In the United States, the blast that triggered the Civil War happened at Fort Sumter. Today, the world holds its breath that history will not say the same about the blast that leveled the Golden Dome mosque in Iraq, a religious shrine that has been holy to Shiites for more than a millennium.
The United States military continues to report that things are not as bad as they look. But versions of events from the area are hard to sort. The U.S. ambassador is sounding a hopeful note that the fabric of democracy is holding. And cooler heads on both the Shiite and Sunni sides are asking for an end to the violence.
On the other hand, if things are even half as bad as they appear, the bombing has been a jolt to the goals of the United States and the ambitions of forward-looking Iraqis.
The Bush administration is couching the bombing as a ploy by terrorists to create distrust and anger among the nation's factions. Sadly, the nation's factions have been caught up in so much distrust and anger that they can't hear the president's voice. Again, the W.B. Yeats poem "Second Coming" comes to mind.

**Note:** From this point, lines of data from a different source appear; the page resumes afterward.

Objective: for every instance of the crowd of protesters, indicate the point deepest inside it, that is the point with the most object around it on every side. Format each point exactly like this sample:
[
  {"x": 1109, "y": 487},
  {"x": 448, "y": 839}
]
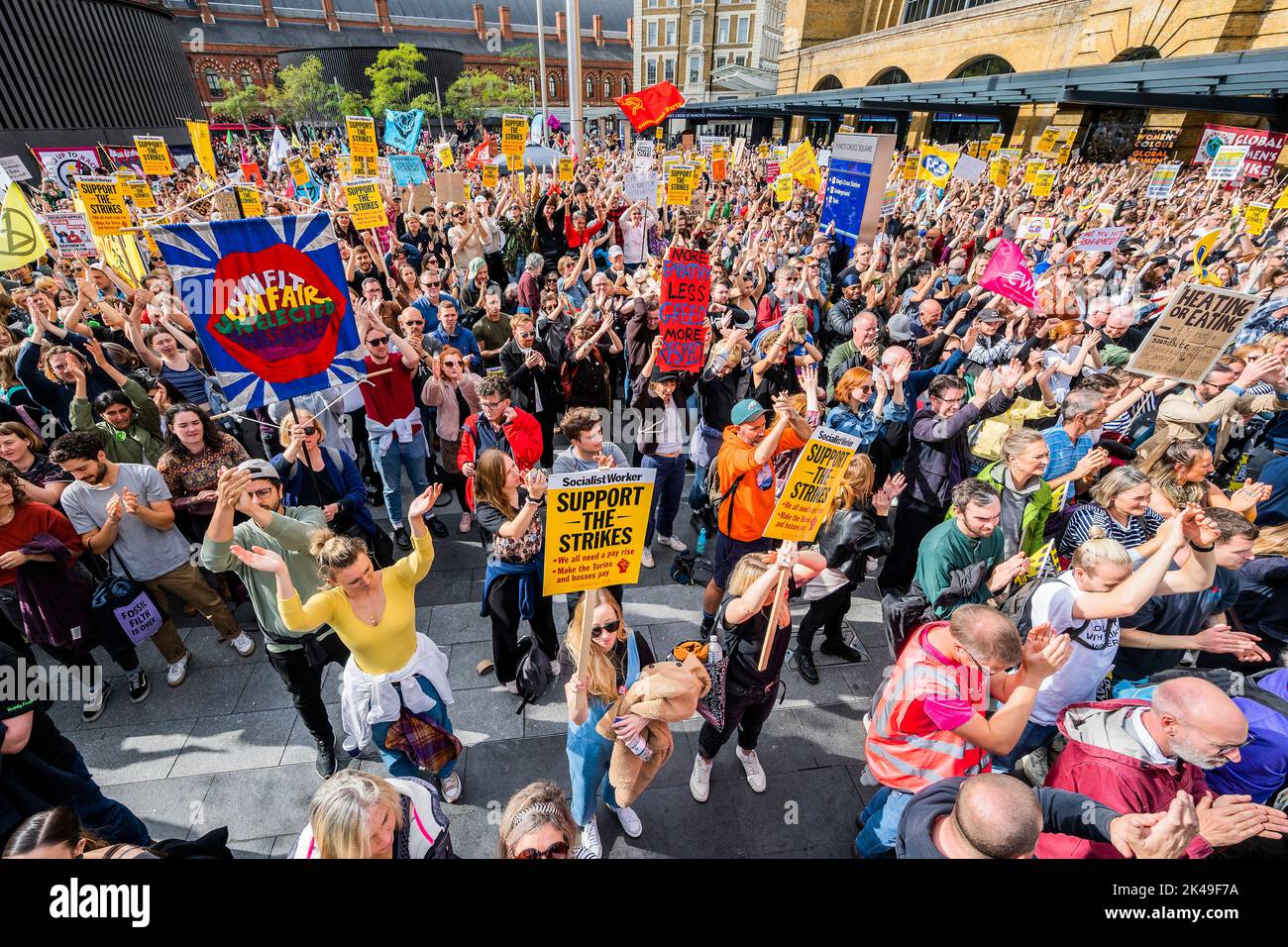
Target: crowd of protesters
[{"x": 1078, "y": 566}]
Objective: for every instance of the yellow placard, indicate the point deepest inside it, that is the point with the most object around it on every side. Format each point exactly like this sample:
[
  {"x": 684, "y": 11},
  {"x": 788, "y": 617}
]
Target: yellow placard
[
  {"x": 299, "y": 170},
  {"x": 154, "y": 157},
  {"x": 1042, "y": 183},
  {"x": 809, "y": 488},
  {"x": 200, "y": 134},
  {"x": 366, "y": 205},
  {"x": 1254, "y": 218},
  {"x": 250, "y": 201},
  {"x": 104, "y": 208},
  {"x": 595, "y": 523},
  {"x": 362, "y": 136},
  {"x": 679, "y": 185}
]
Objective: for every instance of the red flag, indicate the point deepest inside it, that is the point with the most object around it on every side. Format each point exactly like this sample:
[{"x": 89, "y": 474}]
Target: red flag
[
  {"x": 1008, "y": 275},
  {"x": 649, "y": 107}
]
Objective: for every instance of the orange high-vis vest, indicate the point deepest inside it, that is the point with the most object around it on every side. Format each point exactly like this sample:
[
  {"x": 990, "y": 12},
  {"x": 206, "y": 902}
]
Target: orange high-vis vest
[{"x": 911, "y": 761}]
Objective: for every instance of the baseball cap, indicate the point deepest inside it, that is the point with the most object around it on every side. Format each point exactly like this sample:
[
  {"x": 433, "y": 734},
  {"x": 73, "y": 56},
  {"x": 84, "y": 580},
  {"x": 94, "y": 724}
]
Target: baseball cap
[
  {"x": 746, "y": 411},
  {"x": 261, "y": 470}
]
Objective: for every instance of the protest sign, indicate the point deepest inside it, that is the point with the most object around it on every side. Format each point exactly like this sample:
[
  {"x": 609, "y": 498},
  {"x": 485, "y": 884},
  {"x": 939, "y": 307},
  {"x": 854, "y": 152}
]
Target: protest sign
[
  {"x": 807, "y": 492},
  {"x": 407, "y": 169},
  {"x": 71, "y": 234},
  {"x": 1153, "y": 147},
  {"x": 269, "y": 302},
  {"x": 1262, "y": 147},
  {"x": 683, "y": 308},
  {"x": 154, "y": 157},
  {"x": 250, "y": 201},
  {"x": 1100, "y": 239},
  {"x": 679, "y": 185},
  {"x": 362, "y": 136},
  {"x": 450, "y": 185},
  {"x": 1254, "y": 217},
  {"x": 1228, "y": 161},
  {"x": 1193, "y": 331},
  {"x": 595, "y": 525},
  {"x": 104, "y": 208},
  {"x": 366, "y": 206},
  {"x": 1162, "y": 182},
  {"x": 1034, "y": 228}
]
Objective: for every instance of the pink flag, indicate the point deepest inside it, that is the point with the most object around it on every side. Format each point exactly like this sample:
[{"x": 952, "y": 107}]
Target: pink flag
[{"x": 1008, "y": 275}]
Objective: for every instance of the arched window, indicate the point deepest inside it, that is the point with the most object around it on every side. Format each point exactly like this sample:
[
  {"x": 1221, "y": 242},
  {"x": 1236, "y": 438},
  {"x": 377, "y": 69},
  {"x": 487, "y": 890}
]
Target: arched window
[
  {"x": 984, "y": 65},
  {"x": 892, "y": 76}
]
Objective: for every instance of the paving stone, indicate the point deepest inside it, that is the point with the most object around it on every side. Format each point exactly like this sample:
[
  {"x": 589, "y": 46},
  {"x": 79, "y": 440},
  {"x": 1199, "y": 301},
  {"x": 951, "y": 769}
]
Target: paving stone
[{"x": 235, "y": 741}]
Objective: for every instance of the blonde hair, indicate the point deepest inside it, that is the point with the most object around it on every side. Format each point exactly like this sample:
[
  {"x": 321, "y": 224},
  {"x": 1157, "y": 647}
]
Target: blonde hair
[
  {"x": 288, "y": 424},
  {"x": 340, "y": 812},
  {"x": 601, "y": 673},
  {"x": 335, "y": 552},
  {"x": 535, "y": 805}
]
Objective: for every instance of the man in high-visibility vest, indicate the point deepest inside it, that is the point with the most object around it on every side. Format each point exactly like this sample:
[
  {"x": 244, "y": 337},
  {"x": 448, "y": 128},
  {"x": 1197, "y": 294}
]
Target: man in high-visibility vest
[{"x": 928, "y": 724}]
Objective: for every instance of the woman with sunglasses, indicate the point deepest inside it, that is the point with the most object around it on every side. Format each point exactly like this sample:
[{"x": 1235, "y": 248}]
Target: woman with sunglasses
[
  {"x": 536, "y": 825},
  {"x": 455, "y": 392},
  {"x": 616, "y": 656}
]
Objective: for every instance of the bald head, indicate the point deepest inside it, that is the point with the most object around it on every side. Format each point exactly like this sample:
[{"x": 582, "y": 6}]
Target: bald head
[
  {"x": 999, "y": 815},
  {"x": 1198, "y": 723}
]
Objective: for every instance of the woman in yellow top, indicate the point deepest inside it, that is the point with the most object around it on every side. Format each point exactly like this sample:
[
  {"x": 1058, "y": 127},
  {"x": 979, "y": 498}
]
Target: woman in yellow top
[{"x": 394, "y": 690}]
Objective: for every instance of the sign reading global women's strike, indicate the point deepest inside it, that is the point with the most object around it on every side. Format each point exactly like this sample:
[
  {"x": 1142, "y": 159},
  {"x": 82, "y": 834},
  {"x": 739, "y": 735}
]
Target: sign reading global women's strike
[
  {"x": 683, "y": 309},
  {"x": 809, "y": 488},
  {"x": 595, "y": 525},
  {"x": 269, "y": 302},
  {"x": 1192, "y": 333},
  {"x": 851, "y": 201}
]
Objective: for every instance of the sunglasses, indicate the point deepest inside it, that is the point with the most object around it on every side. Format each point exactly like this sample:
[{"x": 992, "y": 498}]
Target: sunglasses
[
  {"x": 606, "y": 629},
  {"x": 558, "y": 851}
]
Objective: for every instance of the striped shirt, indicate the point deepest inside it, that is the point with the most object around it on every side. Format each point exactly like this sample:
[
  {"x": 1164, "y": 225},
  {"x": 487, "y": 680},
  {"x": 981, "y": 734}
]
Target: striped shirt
[{"x": 1137, "y": 531}]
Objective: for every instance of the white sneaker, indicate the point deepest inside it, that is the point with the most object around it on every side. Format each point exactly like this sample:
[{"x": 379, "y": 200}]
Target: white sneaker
[
  {"x": 673, "y": 543},
  {"x": 590, "y": 838},
  {"x": 631, "y": 823},
  {"x": 699, "y": 783},
  {"x": 755, "y": 774},
  {"x": 94, "y": 702},
  {"x": 178, "y": 672}
]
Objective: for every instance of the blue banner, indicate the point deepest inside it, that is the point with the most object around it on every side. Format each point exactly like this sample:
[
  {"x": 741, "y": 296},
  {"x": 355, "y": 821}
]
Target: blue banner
[
  {"x": 269, "y": 302},
  {"x": 408, "y": 170},
  {"x": 402, "y": 129}
]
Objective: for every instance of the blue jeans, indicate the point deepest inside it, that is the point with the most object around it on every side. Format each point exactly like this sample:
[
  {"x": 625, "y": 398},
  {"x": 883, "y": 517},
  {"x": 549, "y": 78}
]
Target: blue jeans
[
  {"x": 668, "y": 488},
  {"x": 881, "y": 822},
  {"x": 408, "y": 457},
  {"x": 1034, "y": 735},
  {"x": 395, "y": 759}
]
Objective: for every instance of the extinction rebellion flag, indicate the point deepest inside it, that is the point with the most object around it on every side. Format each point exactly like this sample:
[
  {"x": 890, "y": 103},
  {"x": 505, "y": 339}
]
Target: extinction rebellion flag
[
  {"x": 649, "y": 107},
  {"x": 269, "y": 302}
]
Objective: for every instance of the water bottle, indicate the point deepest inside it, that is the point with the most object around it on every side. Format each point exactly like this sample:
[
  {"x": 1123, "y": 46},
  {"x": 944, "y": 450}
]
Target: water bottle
[{"x": 639, "y": 746}]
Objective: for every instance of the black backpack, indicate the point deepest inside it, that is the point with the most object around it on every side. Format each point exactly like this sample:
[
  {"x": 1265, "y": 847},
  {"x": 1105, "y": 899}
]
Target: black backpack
[{"x": 533, "y": 673}]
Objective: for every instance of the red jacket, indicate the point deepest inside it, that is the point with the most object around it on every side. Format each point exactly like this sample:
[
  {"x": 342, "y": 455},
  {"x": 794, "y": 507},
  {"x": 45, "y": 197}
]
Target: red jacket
[
  {"x": 520, "y": 438},
  {"x": 1120, "y": 780}
]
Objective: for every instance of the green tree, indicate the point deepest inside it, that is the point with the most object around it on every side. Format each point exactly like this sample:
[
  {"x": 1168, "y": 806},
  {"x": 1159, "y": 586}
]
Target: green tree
[
  {"x": 394, "y": 76},
  {"x": 478, "y": 90},
  {"x": 301, "y": 93}
]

The fear is the "center will not hold" and things will "fly apart." The falcon seems to be drifting beyond the voice of the falconer.
We urge what we have urged since the day of the first incursion into Iraq. We urge steadiness, cool heads and a willingness to stay focussed on the long view. For the chattering classes, the situation drips with irony. A nation that struggles mightily to keep church and state separated is trying to foster democracy in a land that struggles mightily to keep them linked together. Yet even the most brilliant journalistic minds are having a hard time making sense of things.
Amid the jumbled reports "the Iraqi security forces are caving in," "the Iraqi security forces are holding firm" what the situation doesn't need is another dose of passion. The situation needs America to be America to fly the flag of its values: optimism, an unbending belief in freedom, a willingness to absorb a blow from a foe and return it with double the resolve.
In the American Civil War, the side that had to win eventually won. But it took the patience of Job and the strength of Sampson to get the job done. Iraq may be half a world away, but those same qualities are being called on again. And again, the nation has no choice but to deliver them.